Immediately following the earthquake, MSF launched an emergency response, providing trauma kits and support to hospitals within the first 48 hours. The rehabilitation phase encompassed a range of activities aimed at restoring health care facilities and services. This included continuing support for 15 reception centers, deploying mobile teams across 80 locations, and establishing advanced burn patient locations in Jisr Al Shughur, Andalus Hospital in Sarmada, and Amal Hospital in Daret Ezzeh. MSF's support also extended to Afrin General Hospital, which played a vital role in the response. While progress has been made, MSF's efforts are ongoing. Key health care centers need further rehabilitation, underscoring the ongoing necessity for resources and commitment.

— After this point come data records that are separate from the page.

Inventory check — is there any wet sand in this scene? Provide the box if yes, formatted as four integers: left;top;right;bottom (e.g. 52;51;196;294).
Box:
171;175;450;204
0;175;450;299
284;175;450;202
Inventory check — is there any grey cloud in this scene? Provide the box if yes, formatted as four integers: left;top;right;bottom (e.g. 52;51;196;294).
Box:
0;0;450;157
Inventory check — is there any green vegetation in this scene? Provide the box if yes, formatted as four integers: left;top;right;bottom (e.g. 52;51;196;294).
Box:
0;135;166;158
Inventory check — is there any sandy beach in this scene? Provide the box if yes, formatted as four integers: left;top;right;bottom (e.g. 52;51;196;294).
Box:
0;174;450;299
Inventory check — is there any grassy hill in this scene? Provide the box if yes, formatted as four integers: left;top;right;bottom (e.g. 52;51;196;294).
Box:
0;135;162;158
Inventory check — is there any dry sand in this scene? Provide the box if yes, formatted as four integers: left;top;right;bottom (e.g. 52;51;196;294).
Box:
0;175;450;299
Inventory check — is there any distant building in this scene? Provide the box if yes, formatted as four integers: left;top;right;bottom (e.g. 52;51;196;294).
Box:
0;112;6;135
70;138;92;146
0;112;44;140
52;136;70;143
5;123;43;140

A long line of patients are standing outside of a stone building being directed inside by a medic.
A mother and child are standing by a table full of pharmaceuticals as a medic reaches for something on the table.

In collaboration with a local organization, an MSF team in Jindaris is running a mobile clinic in Hamam camp. In its first month of operation, mobole clinic teams performed 1,550 medical consultations and offered 670 mental health sessions. Syria 2023 © Abd Almajed Alkarh

As the situation shifts, the focus has pivoted to orthopedic care. MSF's support for an orthopedic hospital includes training for orthopedic surgeons and improvements in infection prevention and control protocols. However, impending funding constraints are poised to impact the hospital's operations in the coming weeks.

Collective centers have emerged as focal points of humanitarian aid, providing essential housing for displaced people. However, challenges persist with suboptimal living conditions and inadequate hygiene facilities, testing the resilience of both the people who live in these centers and aid providers.  

The Syrian Ministry of Displacement and Humanitarian Affairs (MDHA) has embarked on a transition strategy, relocating people to housing projects or temporary housing with improved living standards. But  longstanding gaps in specialized health care services persist, hindering access to essential medical care.

Mental health and recreational support

The earthquakes had a considerable impact on the well-being of the community, exacerbating mental health issues. “Cases of maladjustment to the post-earthquake situation have emerged, characterized by increased panic and fear, particularly among children,” said Alaa. “This has led to behavioral problems such as bedwetting, increased aggression, attachment to parents, nightmares, and social isolation.”

A man, woman, and child are sitting outside of a plastic tent on a blanket surrounded by dry dirt.
A displaced family in front of their shelter at Hamam camp in Jindaris. Syria 2023 © Abd Almajed Alkarh/MSF

Acknowledging the psychological toll of the earthquakes, MSF also provides mental health support. We offer mental health services in mobile clinics, which have become an integral part of ongoing activities. Recreational activities that provide psychological relief and support have also been introduced in various collective centers, including Al Nour, Al Sana, Wade Raseef, and Al Kwathar camps. Social workers and lay counselors are engaged in these activities, referring identified cases to MSF mental health teams and other medical services, as well as other organizations that can provide non-medical and social support.

While significant strides have been made, challenges in health care access, living conditions, and specialized services persist in Northwest Syria, underscoring the need for sustained efforts.